At issue is what's known as the "Tier 2" system, which lawmakers enacted during the 2010 session when the already-beleaguered pension funds were still reeling from additional losses suffered during the Great Recession. Nick Yelverton, legislative director for the Illinois Federation of Teachers, recalled how it was rushed through the General Assembly in about nine hours, with little or no notice to groups that would be affected.
Under that plan, starting in 2011, new employees pay 9 percent of their salary into the pension system, the same as Tier 1 employees. Of that amount, however, only 7 percent is actually used to fund those employees' pensions. The other 2 percent goes to pay down the unfunded liability of the Tier 1 employees.
Tier 2 employees also get smaller benefits. They don't vest in the system until they've worked for 10 years, instead of five. And their annual cost-of-living raises after retirement are capped at either half the previous year's rate of inflation or 3 percent, whichever is less.
"This is unacceptable to our members," Yelverton told members of the House and Senate pension committees during a joint hearing. "We are now starting to see a lot of individuals who you normally wouldn't think would be concerned about retirement security are very much aware of this fact, because they feel like money is being stolen from them that they will never see in retirement, and there's good reason to believe that."
The Tier 2 system applies to all five of the state's pension plans, but there are particular concerns about the state Teachers Retirement System, which covers all Illinois public-school teachers outside the Chicago school district.
With more than 160,000 active members, including more than 41,000 in the Tier 2 system, TRS is the largest of the state's five pension systems and the one that accounts for more than half of the state's estimated $133.6 billion in unfunded pension obligations — the difference between the value of the pension funds and all of the obligations they've accrued to date.
The concern, however, is that Illinois teachers do not participate in Social Security.

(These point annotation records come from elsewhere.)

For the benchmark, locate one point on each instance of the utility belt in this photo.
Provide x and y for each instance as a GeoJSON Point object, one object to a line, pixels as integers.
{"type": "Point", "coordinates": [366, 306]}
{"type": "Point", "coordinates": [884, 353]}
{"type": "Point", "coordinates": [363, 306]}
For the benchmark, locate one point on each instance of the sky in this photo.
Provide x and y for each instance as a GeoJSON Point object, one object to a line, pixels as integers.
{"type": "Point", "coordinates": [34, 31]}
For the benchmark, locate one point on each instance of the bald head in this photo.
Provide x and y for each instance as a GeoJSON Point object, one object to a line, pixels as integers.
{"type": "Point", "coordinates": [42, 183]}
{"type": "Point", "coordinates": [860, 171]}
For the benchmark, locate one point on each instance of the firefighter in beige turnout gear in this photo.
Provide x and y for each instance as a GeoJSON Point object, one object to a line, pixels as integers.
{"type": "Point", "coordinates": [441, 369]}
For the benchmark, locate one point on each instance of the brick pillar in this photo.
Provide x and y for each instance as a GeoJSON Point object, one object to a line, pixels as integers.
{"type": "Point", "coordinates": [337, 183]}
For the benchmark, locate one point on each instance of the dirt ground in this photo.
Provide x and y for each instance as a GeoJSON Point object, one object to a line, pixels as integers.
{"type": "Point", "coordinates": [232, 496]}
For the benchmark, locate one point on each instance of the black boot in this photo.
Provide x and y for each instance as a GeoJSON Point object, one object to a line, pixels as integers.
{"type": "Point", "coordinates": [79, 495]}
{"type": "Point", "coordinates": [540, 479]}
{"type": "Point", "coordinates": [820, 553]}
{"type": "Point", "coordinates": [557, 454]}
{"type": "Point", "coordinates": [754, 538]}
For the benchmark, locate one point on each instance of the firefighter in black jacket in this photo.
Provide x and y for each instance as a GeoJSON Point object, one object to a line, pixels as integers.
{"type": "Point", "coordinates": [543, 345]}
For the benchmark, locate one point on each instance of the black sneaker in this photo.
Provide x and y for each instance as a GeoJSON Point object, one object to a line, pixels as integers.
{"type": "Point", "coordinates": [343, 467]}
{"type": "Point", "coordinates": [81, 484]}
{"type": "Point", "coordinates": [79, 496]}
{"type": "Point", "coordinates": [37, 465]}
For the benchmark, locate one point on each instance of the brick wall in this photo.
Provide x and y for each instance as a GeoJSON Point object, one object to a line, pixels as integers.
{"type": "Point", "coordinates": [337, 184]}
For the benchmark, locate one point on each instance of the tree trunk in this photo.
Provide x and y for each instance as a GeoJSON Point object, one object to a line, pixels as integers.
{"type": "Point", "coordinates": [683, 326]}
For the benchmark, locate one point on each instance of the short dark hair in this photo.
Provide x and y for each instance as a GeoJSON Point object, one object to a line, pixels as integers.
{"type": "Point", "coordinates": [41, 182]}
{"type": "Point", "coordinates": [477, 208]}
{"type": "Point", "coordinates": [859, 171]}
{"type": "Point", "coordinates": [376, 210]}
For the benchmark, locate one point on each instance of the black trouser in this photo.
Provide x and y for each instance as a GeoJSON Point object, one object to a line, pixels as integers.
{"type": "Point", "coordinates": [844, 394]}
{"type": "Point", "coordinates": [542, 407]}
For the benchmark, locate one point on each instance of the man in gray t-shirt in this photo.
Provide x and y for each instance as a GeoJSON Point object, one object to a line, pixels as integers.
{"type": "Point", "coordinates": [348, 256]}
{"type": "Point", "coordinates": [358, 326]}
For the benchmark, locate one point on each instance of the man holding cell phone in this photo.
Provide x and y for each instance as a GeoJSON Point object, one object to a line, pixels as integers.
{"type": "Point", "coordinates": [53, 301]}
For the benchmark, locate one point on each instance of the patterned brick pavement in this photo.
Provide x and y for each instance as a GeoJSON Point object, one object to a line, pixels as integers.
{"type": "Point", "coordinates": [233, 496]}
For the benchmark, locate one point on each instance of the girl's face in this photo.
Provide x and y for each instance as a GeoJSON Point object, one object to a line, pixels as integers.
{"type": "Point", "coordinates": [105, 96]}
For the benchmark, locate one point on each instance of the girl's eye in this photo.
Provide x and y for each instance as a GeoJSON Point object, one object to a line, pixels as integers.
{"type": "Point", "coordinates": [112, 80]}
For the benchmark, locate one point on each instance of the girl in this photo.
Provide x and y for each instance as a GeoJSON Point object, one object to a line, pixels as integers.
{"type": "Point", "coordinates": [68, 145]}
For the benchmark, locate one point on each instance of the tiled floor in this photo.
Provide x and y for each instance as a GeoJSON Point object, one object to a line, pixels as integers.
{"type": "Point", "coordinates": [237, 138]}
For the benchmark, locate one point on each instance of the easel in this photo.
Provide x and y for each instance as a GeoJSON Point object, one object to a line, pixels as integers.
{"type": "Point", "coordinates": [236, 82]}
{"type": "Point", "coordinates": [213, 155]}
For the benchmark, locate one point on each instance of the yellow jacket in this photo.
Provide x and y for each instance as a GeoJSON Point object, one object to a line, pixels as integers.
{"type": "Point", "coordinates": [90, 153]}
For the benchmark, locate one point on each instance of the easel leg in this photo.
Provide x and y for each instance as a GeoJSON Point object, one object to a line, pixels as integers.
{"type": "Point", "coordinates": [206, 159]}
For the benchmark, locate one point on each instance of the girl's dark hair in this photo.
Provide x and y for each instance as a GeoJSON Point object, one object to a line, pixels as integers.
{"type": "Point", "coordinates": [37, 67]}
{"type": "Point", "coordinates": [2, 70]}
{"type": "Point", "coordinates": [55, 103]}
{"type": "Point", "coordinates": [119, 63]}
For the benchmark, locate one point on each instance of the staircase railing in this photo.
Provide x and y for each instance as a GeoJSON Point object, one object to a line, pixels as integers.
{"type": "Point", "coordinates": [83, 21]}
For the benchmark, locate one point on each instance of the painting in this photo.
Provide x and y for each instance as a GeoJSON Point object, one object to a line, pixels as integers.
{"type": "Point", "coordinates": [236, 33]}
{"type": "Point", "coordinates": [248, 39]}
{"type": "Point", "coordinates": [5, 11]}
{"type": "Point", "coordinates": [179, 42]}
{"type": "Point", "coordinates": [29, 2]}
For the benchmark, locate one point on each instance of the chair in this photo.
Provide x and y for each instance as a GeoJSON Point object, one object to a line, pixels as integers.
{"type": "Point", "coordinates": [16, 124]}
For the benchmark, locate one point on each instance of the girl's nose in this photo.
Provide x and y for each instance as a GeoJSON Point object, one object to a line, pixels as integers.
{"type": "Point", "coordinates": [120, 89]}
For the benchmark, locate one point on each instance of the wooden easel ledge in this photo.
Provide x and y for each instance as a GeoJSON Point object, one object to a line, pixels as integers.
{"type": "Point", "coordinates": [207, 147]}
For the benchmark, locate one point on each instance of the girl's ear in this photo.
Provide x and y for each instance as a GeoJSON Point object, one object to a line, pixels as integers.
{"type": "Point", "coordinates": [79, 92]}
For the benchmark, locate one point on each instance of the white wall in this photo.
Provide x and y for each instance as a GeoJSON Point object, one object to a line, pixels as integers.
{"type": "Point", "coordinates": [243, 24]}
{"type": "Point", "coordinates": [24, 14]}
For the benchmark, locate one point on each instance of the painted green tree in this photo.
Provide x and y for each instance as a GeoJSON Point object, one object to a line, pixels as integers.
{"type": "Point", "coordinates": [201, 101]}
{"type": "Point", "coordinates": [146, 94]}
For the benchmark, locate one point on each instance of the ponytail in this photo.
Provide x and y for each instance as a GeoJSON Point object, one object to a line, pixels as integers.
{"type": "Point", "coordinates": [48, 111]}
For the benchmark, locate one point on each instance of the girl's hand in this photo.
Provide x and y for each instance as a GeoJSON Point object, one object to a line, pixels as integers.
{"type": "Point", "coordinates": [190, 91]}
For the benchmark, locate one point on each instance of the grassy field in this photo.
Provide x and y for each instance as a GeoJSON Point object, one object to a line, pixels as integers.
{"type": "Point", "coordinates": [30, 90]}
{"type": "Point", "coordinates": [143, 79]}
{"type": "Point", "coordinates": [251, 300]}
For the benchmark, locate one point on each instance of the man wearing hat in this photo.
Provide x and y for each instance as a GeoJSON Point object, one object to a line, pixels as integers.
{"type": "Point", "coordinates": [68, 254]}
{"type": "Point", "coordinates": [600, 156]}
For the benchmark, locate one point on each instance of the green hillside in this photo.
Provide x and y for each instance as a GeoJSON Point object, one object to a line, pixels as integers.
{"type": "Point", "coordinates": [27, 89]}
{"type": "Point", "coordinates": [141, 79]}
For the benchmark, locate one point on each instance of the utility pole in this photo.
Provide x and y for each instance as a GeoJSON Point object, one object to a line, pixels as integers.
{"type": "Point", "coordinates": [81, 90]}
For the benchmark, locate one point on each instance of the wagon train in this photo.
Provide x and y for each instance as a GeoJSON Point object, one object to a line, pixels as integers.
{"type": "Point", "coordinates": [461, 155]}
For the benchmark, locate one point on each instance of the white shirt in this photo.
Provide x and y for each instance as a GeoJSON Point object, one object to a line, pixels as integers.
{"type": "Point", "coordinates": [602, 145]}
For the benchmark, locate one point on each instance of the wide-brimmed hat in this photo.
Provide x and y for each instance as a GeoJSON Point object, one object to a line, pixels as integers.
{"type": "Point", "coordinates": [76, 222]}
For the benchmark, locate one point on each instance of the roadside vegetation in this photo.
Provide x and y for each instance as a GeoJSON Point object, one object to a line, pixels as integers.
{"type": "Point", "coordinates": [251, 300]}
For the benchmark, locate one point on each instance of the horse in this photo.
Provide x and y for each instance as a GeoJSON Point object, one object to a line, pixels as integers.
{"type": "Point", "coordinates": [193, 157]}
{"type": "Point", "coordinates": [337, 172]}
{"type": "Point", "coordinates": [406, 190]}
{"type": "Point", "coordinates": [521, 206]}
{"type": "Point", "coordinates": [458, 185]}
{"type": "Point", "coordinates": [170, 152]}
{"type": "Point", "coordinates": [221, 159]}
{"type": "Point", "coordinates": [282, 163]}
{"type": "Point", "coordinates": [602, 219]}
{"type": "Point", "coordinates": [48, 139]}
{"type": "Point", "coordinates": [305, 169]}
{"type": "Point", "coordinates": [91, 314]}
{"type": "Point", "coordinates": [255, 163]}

Federal law allows state and municipal governments to do that, as long as the benefits they pay out are at least equal to what Social Security pays, a law known as the "safe harbor" provision.
But Andrew Bodewes, TRS' legislative director, told the panel that because of the small cost-of-living increases built into Tier 2, those pensions soon are likely to fail to meet the federal adequacy test.
"So that means once the Tier 2 teachers are retiring, each and every school district will have to perform a test on that member to see if they get a benefit at least as good as Social Security," he said. "And if they don't, they (the school districts) will have to enroll in Social Security. They'll have to enroll going backwards."
That means school districts would have to make as much as 10 years' worth of back payments into Social Security.
Officials from other pension systems — state universities, municipal employees and downstate firefighters, to name a few — also told lawmakers that the Tier 2 system was making it difficult to attract and retain employees.
There are numerous bills pending in the House Personnel and Pensions Committees to change the Tier 2 structure for various public-employee groups. Rep. Robert Martwick, D-Chicago, said he hopes to work with Gov. J.B. Pritzker's administration to produce some kind of reform legislation this year.